They no longer, these two bewildered loving children, spoke of one another in the far-fetched terminology of sound and music. He no longer called her his “brilliant little sound,” nor did she respond with “you perfect echo”; they fell back—sign of a gradual concession to more human things—upon the gentler terminology, if the phrase may be allowed, of Winky. They shared Winky between them ... though neither one nor other of them divined yet what Winky actually meant in their just-opening lives.
“Winky is yours,” she would say, “because you made him, but he belongs to me too, because he simply can’t live without me!”
“Or I without you, Little Magic,” he whispered, laughing tenderly. “So, you see, we are all three together.”

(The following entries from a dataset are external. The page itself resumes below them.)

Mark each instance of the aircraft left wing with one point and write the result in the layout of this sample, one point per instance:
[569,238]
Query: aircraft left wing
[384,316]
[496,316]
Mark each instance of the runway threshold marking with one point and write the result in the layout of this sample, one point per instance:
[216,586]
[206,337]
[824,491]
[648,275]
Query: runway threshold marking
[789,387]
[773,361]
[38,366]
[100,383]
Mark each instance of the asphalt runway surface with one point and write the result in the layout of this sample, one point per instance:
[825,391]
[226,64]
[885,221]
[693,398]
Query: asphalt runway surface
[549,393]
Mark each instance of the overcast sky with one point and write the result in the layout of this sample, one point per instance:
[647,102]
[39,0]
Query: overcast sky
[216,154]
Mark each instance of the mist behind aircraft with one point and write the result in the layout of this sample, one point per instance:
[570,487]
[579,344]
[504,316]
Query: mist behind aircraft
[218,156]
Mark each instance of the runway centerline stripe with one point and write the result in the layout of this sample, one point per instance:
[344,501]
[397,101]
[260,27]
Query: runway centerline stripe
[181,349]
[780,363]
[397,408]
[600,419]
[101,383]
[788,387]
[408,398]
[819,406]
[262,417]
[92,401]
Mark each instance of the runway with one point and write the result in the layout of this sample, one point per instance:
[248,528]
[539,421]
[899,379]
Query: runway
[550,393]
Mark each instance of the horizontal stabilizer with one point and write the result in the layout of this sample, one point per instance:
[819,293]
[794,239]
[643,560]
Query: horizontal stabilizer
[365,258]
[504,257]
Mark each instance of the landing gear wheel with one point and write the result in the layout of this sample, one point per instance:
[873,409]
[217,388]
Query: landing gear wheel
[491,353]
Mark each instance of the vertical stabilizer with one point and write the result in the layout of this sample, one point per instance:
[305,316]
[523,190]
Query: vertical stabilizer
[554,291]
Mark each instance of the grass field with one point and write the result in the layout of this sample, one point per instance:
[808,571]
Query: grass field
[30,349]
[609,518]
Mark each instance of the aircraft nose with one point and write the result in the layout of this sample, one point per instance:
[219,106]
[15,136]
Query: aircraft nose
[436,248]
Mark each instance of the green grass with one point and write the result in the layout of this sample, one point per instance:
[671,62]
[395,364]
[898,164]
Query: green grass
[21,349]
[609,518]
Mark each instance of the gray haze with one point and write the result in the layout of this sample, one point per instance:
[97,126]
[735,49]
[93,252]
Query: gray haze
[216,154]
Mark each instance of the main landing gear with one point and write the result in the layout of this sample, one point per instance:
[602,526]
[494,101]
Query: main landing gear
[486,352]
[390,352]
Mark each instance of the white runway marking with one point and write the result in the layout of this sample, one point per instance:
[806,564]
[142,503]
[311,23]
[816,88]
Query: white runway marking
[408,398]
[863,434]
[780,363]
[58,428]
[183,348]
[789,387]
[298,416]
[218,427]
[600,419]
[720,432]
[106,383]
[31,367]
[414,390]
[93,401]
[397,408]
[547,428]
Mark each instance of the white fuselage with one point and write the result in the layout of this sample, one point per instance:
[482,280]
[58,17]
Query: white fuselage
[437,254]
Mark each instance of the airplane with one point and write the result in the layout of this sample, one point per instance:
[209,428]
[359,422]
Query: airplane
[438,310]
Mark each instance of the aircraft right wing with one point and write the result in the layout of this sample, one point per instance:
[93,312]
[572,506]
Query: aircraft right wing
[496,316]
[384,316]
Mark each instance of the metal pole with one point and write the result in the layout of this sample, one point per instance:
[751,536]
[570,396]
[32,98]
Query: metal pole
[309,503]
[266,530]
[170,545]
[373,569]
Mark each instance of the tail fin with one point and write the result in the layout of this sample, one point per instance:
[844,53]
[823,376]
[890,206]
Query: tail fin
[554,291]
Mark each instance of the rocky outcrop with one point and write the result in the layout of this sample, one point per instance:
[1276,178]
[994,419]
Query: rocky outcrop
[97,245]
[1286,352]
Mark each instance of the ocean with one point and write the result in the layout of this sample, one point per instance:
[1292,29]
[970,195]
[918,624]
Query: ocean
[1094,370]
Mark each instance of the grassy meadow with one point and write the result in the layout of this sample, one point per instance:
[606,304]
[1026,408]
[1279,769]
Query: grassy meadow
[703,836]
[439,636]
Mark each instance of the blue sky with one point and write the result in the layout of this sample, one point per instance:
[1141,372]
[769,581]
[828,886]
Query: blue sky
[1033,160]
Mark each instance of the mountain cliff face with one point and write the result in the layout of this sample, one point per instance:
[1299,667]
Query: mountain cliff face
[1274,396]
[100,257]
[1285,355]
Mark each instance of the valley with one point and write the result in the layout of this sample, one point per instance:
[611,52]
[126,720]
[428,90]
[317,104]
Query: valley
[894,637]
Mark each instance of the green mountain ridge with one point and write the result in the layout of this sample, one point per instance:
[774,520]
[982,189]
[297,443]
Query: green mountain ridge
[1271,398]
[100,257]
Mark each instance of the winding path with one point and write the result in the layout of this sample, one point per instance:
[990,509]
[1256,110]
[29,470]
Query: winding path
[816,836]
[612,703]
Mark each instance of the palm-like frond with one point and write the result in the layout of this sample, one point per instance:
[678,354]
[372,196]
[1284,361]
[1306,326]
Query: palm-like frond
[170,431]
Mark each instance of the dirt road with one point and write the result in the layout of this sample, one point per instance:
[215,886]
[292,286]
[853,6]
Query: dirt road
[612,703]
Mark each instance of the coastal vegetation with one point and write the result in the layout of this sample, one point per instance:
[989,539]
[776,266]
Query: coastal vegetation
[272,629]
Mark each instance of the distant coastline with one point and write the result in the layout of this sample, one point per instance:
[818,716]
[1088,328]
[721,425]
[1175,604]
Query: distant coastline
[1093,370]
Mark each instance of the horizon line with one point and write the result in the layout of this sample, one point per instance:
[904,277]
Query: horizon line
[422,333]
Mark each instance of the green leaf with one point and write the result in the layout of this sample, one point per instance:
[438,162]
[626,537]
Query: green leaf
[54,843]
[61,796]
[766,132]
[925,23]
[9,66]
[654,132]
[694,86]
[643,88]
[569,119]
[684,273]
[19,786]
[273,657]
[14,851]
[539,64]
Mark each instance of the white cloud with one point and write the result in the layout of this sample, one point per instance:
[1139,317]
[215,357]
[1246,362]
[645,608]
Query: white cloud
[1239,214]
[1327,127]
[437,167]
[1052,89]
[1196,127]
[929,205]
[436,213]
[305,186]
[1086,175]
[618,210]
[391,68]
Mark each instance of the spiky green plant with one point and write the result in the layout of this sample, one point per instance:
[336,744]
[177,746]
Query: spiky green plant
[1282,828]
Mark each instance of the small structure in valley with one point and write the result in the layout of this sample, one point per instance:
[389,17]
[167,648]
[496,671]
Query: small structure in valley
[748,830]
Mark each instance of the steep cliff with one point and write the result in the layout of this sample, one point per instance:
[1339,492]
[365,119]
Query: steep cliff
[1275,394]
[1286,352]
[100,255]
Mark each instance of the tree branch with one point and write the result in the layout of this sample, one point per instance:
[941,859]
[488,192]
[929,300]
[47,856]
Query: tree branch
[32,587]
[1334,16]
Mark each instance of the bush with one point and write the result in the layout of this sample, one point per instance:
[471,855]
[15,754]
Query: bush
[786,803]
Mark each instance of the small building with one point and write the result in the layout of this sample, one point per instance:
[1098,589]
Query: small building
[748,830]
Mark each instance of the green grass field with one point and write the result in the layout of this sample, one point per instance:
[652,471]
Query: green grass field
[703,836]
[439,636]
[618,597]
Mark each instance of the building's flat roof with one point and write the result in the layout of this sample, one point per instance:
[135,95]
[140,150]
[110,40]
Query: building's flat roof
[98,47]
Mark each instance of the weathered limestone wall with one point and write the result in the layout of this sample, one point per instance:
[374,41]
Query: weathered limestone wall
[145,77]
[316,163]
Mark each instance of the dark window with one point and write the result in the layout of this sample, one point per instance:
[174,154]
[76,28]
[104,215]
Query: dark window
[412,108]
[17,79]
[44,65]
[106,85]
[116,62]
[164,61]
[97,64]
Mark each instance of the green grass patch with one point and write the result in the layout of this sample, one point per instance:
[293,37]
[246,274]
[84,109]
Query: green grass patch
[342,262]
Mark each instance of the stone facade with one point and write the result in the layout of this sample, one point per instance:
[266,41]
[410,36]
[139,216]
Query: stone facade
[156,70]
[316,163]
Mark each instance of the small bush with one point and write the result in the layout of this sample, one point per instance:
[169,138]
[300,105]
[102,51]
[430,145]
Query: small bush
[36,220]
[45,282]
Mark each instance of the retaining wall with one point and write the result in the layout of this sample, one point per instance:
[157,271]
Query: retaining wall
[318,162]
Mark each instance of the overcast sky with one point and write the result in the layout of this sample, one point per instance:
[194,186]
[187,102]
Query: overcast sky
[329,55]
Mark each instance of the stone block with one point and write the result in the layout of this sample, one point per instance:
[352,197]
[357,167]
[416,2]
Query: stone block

Her face grew slightly troubled.
“He only pays me visits, though. Sometimes I think you hide him, or tell him not to come.” And far down in her deep grey eyes swam the first moisture of rising tears. “Don’t you, my wonderful Spinny?”
“Sometimes I forget him, perhaps,” he replied gravely, “but that is only when I think of what may be coming if—the experiment succeeds—”
“Succeeds?” she exclaimed. “You mean if it fails!” Her voice dropped instinctively, and they looked over their shoulders to make sure they were alone.
He came up very close to her and spoke in her small pink ear. “If it succeeds,” he whispered, “we go to Heaven, I suppose; if it fails we stay upon the earth.” Then he stood off, holding her hands at arm’s length and gazing down upon her. “Do you want to go to Heaven?” he asked very deliberately, “or to stay here upon the earth with me and Winky—?”
She was in his arms the same second, laughing and crying with the strange conflict of new and inexplicable emotions.
“I want to be with you here, and forever. Heaven frightens me now. But—oh, Spinny, dear protecting thing, I want—I also want—” She broke off abruptly, and Spinrobin, unable to see her face buried against his shoulder, could not guess whether she was laughing or weeping. He only divined that something in her heart, profound as life itself, something she had never been warned to conceal, was clamoring for comprehension and satisfaction.
“Miriam, tell me exactly. I’m sure I shall understand—”
“I want Winky to be with us always—not only sometimes—on little visits,” he heard between the broken breathing.
“I’ll tell him—”
“But there’s no good telling him,” she interrupted almost fiercely, “it is me you must tell....”
Spinrobin’s heart sank within him. She was in pain and he could not quite understand. He pressed her hard against him, keeping silence.
Presently she lifted her face from his coat, and he saw the tears of mingled pain and happiness in her eyes—the eyes of this girl-woman who knew not the common ugly standards of life because no woman had ever told them to her.